C’è poi chi sta cercando soluzioni ancora più alternative, come Vivo che, con l’ultimo Nex, ha integrato la fotocamera nella parte superiore dello smartphone. Quando serve, la fotocamera anteriore fuoriesce letteralmente dallo smartphone. Risultato? Niente fori, niente tacca.

Oppure come il Find X di Oppo, che ha letteralmente eliminato qualsiasi notch dallo schermo.

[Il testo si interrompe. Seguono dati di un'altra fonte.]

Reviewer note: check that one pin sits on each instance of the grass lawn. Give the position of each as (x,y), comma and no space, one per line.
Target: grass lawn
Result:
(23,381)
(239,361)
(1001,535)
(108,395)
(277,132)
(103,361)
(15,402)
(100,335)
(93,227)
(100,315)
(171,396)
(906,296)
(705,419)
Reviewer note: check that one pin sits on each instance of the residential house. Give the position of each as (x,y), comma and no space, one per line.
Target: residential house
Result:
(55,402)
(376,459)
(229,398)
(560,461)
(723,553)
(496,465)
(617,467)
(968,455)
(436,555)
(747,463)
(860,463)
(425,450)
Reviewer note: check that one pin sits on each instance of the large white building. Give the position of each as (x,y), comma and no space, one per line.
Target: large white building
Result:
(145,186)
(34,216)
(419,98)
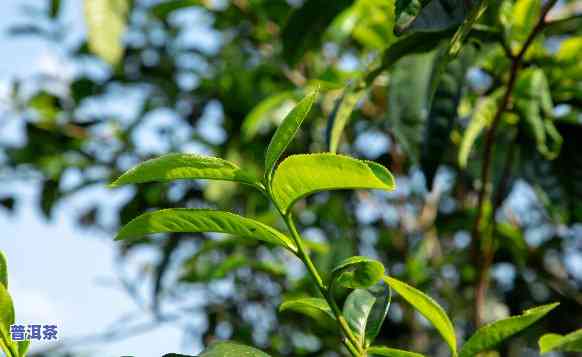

E forse, ad oggi, si tratta della migliore soluzione possibile con le tecnologie attuali: non una fotocamera anteriore a comparsa come con Vivo, ma l’intera parte superiore dello smartphone che si muove verso l’alto con un meccanismo motorizzato che fa comparire/scomparire fotocamera anteriore e posteriore.

Fino, ovviamente, alla prossima evoluzione che potrebbe arrivare nel 2020 con fotocamere e sensori integrati al di sotto del display.

Conclusioni

Al momento, i produttori si stanno affrettando nell’offrire dispositivi con cornici sempre più sottili e tacche o fori sempre più piccoli o, addirittura, sostituiti da sistemi motorizzati per le fotocamere. Le soluzioni adottate nel 2018 da pochi, pochissimi produttori, come Samsung con il Galaxy S9 non hanno colpito nel segno, perché ormai l’utente sembra non voler più vedere alcuna cornice, ma solo e soltanto “tuttoschermo” nella parte frontale del dispositivo.

Insomma, non si torna più indietro.

Apple almeno per il 2019 dovrebbe continuare ad offrire la classica tacca, forse leggermente più piccola rispetto a quella vista su iPhone XS.

La sensazione, però, è che ci troviamo in una fase di transizione dagli smartphone con grandi cornici di 3 anni fa, agli smartphone con parte frontale formata solo e soltanto dal display, senza alcun elemento di disturbo.